Prediction of survival by texture-based automated quantitative assessment of regional disease patterns on CT in idiopathic pulmonary fibrosis.

OBJECTIVES

To retrospectively investigate whether the baseline extent and 1-year change in regional disease patterns on CT can predict survival of patients with idiopathic pulmonary fibrosis (IPF).

METHODS

A total of 144 IPF patients with CT scans at the time of diagnosis and 1 year later were included. The extents of five regional disease patterns were quantified using an in-house texture-based automated system. The fibrosis score was defined as the sum of the extent of honeycombing and reticular opacity. The Cox proportional hazard model was used to determine the independent predictors of survival.

RESULTS

A total of 106 patients (73.6%) died during the follow-up period. Univariate analysis revealed that age, baseline forced vital capacity, total lung capacity, diffusing capacity of the lung for carbon monoxide, six-minute walk distance, desaturation honeycombing, reticular opacity, fibrosis score, and interval changes in honeycombing and fibrosis score were significantly associated with survival.
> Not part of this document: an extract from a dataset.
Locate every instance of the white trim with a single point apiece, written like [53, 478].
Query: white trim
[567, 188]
Multivariate analysis revealed that age, desaturation, fibrosis score and interval change in fibrosis score were significant independent predictors of survival (p = 0.003, <0.001, 0.001 and <0.001). The C-index for the developed model was 0.768.

CONCLUSION

Texture-based, automated CT quantification of fibrosis can be used as an independent predictor of survival in IPF patients.

KEY POINTS

• Automated quantified fibrosis on CT was a significant predictor of survival. • Automated quantified interval change in fibrosis on CT was an independent predictor. • The predictive model showed comparable discriminative power with a C-index of 0.768. • Automated CT quantification can be considered to evaluate prognosis in routine practice.